El almacén está desde antes que se fundara la estación. Según Danelutto, abrió sus puertas en 1874, en tiempos en donde el mapa bonaerense estaba formándose. Fue una posta y pulpería. El tren pasó por Langueyú por primera vez en 1926. Nunca tuvo mucha población el pueblo. En la década del 90 dejó de pasar y el éxodo fue masivo.

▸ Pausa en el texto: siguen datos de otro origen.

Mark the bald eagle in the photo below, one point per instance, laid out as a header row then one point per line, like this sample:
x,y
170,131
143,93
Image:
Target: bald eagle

“Papá era caminero”, recuerda Danelutto. Un oficio extinguido, iba con un caballo y una “champion”, una pala de hierro emparejando los caminos que apenas eran huellas. Así lo hizo la mitad de su vida hasta que le dieron un tractor. Su madre lavaba ropa para vecinos y ordeñaba leche, así hasta 1969 cuando el dueño del almacén le ofreció atenderlo y desde ese año la familia está a cargo. “Aprendí a caminar detrás del mostrador”, dice Danelutto.
Presencia
La vida la dejó sola en el lugar donde se creó su familia. En la actualidad vive con su marido, pero trabaja en el campo con hacienda y atiende el almacén sin ayuda. “Siento mucho la presencia de mi padre”, confiesa Danelutto. Lo hace cuando acomoda la mercadería en las estanterías. Esperando que llegue el primer cliente del día, a veces detrás del mostrador de estaño o en la galería, bajo la sombra.
“El almacén soy yo”, resume a fin de cuentas Danelutto. Un viejo surtidor recuerda las épocas cuando su padre cargaba nafta, también atendía una estafeta postal, despachaba cartas y encomiendas. A un costado, una habitación tiene un cartel que anuncia una sala sanitaria. “Nunca viene un médico, nadie se acuerda de Langueyú”, dice. Una cabina con un teléfono semipúblico es la única posibilidad que tienen los habitantes de pedir una ambulancia o auxilio en el caso que necesiten.
“Con solo abrir la puerta ya sentís que hiciste un viaje en el tiempo”, afirma Iván Engels. Su trabajo es instalar estos teléfonos para conectar a pulperías, almacenes de campo y pequeños pueblos. Su hábitat son los caminos de tierra de todo el país, en sus ratos libres registra sus visitas en su cuenta de Facebook “Viajando por los pueblos de Buenos Aires” y en está a punto de publicar su libro donde relatará sus viajes a estos rincones olvidados. Conoció a Beatriz cuando fue a instalarle el teléfono.
“Conserva el boliche en las mismas condiciones que estuvo siempre”, afirma Engels. Destaca la amabilidad de ella en atenderlo, un rasgo que encuentra en todos estos almacenes de campo que los vuelven espacios de profunda humanidad. “Es gente con un carisma único”, agrega. Una señal pulveriza la frialdad del mundo moderno. “A lo hora que vengas, las puertas del boliche siempre están abiertas”, confiesa el viajero.